Abstract

The interaction between avirulent wheat stem rust and wheat mesophyll cells containing the temperature-sensitive Sr6 gene for stem rust resistance was studied by electron microscopy. Mesophyll cells that were invaded at 26 °C (conditioning compatibility) did not develop any signs of incompatibility after they were transferred to 19 °C, at which temperature incompatibility is normally expressed. In host tissue that appeared to be invaded after the change from 26 to 19 °C, the early ultrastructural symptoms of incompatibility were a more electron-dense and often perforated invaginated host plasmalemma, disruptions of the noninvaginated host plasmalemma, vacuolation of the cytoplasm, and accumulations of electron-dense material along the membranes of the vacuoles. At later stages in the development of incompatible interactions, the electron-dense accumulations along the vacuole membranes increased in size and occurred along chloroplast and mitochondrial membranes.
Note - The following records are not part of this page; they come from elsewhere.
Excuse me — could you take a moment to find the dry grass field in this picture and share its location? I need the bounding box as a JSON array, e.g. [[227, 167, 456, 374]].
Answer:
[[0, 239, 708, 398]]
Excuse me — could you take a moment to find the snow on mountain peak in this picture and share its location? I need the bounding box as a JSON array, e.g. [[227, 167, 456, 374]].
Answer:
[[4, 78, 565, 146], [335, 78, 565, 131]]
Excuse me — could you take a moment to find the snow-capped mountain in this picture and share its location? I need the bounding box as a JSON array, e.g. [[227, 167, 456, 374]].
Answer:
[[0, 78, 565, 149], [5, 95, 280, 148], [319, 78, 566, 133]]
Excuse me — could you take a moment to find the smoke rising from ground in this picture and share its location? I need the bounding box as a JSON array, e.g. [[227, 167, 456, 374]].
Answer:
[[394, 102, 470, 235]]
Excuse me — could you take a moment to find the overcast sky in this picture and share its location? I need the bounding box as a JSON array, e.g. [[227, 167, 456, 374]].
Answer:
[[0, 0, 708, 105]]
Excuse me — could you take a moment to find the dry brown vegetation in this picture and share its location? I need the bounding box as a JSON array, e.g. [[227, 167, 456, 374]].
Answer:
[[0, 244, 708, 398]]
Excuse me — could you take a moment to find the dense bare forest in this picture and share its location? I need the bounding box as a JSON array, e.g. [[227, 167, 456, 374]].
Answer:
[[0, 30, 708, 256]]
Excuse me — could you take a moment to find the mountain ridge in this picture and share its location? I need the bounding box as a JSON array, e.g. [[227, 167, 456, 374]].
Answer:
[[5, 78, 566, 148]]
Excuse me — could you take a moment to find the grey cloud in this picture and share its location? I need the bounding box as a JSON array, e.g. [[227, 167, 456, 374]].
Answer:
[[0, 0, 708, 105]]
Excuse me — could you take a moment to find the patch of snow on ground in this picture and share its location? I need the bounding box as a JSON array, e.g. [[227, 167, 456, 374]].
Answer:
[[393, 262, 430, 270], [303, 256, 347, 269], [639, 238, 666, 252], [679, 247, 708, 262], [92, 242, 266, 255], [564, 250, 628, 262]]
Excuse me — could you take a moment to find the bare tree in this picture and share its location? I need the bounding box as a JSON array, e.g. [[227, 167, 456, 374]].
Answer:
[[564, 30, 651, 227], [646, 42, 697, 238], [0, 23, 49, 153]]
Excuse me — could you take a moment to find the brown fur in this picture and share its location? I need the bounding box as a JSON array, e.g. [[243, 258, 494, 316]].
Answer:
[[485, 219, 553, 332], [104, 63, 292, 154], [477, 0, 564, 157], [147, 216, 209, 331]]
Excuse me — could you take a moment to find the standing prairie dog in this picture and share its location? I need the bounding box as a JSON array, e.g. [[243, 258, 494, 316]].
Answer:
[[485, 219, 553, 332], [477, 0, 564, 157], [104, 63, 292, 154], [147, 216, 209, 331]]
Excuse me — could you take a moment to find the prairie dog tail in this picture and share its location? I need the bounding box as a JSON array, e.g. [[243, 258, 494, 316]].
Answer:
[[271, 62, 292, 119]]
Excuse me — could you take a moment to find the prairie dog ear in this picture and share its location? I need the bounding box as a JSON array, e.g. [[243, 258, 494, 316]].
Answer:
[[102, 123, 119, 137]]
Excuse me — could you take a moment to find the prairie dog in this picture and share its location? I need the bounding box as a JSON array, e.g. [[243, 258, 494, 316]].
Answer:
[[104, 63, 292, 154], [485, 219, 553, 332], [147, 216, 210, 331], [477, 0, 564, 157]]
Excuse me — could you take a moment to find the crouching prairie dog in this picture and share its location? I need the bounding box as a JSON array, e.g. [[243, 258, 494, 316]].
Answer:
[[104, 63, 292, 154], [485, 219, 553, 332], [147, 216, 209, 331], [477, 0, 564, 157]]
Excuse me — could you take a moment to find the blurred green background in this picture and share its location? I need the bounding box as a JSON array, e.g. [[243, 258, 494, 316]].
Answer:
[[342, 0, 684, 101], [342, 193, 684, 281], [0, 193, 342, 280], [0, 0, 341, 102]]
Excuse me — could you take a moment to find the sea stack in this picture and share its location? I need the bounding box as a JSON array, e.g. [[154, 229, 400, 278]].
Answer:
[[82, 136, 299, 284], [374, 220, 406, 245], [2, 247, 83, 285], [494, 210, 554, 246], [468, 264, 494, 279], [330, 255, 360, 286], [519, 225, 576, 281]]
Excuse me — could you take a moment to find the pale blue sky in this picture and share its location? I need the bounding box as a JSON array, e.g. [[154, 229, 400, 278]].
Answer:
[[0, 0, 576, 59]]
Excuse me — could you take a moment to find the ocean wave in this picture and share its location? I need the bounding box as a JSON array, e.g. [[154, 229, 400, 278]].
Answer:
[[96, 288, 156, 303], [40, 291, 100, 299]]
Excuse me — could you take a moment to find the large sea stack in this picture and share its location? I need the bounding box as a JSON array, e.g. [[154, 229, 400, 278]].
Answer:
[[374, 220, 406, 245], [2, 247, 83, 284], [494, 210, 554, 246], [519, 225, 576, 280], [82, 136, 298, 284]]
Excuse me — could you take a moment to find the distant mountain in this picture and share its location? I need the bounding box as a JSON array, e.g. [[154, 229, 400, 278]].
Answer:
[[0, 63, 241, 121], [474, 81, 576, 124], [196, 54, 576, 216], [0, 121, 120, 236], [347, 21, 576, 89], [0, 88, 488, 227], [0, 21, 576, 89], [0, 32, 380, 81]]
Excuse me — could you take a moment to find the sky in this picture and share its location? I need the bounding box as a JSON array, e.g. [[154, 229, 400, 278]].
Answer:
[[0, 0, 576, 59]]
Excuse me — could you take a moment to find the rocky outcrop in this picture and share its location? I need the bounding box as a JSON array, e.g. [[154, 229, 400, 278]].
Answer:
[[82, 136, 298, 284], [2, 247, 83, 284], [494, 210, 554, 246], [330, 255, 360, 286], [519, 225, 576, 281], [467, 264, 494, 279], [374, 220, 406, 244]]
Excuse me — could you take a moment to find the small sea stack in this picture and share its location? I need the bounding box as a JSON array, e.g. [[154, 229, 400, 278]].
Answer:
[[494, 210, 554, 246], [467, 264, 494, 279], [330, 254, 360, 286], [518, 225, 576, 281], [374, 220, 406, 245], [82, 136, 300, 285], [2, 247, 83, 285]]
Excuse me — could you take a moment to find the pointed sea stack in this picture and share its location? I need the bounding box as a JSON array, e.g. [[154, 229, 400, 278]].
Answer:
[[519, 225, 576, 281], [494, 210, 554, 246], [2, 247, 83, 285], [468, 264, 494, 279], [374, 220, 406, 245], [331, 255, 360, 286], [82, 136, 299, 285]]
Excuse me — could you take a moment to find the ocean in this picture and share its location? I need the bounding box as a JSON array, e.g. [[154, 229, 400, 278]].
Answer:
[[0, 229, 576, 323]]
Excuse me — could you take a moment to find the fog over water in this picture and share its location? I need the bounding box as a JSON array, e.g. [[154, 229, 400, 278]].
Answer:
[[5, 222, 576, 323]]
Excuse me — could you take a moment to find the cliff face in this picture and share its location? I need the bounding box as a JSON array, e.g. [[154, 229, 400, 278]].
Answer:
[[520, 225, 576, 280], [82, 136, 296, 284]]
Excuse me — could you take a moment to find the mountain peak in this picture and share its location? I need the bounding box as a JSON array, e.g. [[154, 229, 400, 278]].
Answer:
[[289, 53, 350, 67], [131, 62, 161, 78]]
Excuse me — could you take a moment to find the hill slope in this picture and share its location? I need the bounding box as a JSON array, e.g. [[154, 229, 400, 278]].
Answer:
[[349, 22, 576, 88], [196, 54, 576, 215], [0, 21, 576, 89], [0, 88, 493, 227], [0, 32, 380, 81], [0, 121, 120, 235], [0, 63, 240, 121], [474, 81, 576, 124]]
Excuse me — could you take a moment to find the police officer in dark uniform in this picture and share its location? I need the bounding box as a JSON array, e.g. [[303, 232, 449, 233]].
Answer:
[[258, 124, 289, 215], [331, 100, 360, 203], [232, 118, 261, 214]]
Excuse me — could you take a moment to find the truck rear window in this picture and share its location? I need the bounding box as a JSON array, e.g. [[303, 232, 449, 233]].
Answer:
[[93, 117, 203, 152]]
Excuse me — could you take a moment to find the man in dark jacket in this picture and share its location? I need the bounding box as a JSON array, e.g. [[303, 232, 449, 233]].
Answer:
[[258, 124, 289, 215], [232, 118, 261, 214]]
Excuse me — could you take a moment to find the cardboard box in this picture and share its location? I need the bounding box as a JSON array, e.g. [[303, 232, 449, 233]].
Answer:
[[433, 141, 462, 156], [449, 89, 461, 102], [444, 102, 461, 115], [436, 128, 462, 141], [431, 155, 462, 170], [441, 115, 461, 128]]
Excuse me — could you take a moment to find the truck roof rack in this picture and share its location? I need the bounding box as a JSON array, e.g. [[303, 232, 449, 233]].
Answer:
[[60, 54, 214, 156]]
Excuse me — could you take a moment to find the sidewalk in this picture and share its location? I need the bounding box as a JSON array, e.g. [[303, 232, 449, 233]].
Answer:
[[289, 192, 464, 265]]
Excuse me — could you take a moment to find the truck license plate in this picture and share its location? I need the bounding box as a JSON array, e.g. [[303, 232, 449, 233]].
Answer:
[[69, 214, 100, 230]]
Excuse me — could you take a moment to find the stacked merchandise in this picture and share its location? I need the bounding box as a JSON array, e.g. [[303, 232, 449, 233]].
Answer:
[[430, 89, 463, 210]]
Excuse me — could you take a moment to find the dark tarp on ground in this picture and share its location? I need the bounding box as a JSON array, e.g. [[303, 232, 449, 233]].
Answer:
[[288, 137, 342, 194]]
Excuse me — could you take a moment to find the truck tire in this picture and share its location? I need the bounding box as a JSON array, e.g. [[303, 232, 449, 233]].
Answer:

Eventually, the entire protoplasts were electron dense and collapsed. In haustoria and haustorial mother cells, incompatibility was usually expressed by a uniform increase in electron density of the cytoplasm. In the Sr6/P6 interaction at 19 °C, host cell necrosis was not always accompanied by fungal necrosis or vice versa. In Sr5/P5 interactions, which were examined for comparison, the intracellular symptoms of incompatibility were similar to those of the Sr6/P6 interactions.